Today's Pentagon team clearly is no band of brothers, and high-level Washington never has been suitable for the faint of heart. I visited with White in his Pentagon office last week, and he seemed bewildered by the process. In the nation's capital, people are driven from public office without trial or even clear indictment.
That White may join that fraternity of unfortunates became clear to his close associates April 2 when the Wall Street Journal carried an editorial page column by Eliot A. Cohen asserting that White should "step down" even if he did nothing wrong. His mere association with a rogue corporation, wrote Cohen, undermines devotion of the Army officer corps to their mission and troops. Moreover, Cohen criticized generals holding civilian Defense posts, declaring that Gen. George Marshall "was not particularly effective as secretary of defense."
Cohen's arguments impressed White's friends at the Pentagon less than his credentials. A defense intellectual, he is a professor at John Hopkins University's School of Advanced International Studies (where Paul Wolfowitz was dean until becoming deputy secretary of defense last year). Cohen also worked under Wolfowitz at the Pentagon during the first Bush administration. Those links explain why Wolfowitz called White to assert his disagreement with Cohen's thesis.
Still, friends wonder whether White was victimized by undercover tensions between Defense Secretary Donald Rumsfeld and Wolfowitz. White has been assigned some duties (such as administering detained prisoners at Guantanamo) normally handled by the deputy secretary. Nevertheless, suspicions of Wolfowitz poisoning the Army secretary's well are much less
substantial than even allegations against White.

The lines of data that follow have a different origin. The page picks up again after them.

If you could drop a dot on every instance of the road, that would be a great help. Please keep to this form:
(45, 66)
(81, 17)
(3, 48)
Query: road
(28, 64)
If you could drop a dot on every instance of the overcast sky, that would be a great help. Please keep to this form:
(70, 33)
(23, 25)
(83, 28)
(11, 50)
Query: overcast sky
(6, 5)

Those accusations are based on whether White used inside information in selling Enron stock and was too slow of disposing of stock options. There does not seem much there, but White is under attack because of some 80 telephone calls with Enron executives. "Most of those people were friends of mine, before we went to Enron," White told me, adding that he was sympathizing with their plight.

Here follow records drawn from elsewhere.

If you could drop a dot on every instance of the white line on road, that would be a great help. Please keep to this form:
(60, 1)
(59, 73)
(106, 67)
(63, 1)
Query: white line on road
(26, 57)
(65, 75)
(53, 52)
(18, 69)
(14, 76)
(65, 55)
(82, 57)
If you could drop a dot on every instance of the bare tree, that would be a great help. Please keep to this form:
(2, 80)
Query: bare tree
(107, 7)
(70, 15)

White's potentially biggest problem is not connected with Enron. The Defense Department Inspector General is investigating how the Whites last month, aboard a government jet on official business, stopped in Aspen, Colo., to close the sale of their $6.5 million vacation home. "You almost feel like an idiot," a regretful White told me.

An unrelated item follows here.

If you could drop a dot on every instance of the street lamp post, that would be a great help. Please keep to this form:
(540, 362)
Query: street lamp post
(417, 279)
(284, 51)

Until coming to Washington, Tom White lived a success story. The son of a Detroit bus driver, he became the first member of his West Point class ('67) to become a general. The highly decorated Vietnam combat veteran left the Army after 23 years for Enron and became a multi-millionaire. He sought his present job at age 58, seeking to help ordinary soldiers through tough times. He is still on the job (in Afghanistan at this writing), but nobody can predict how long that will be.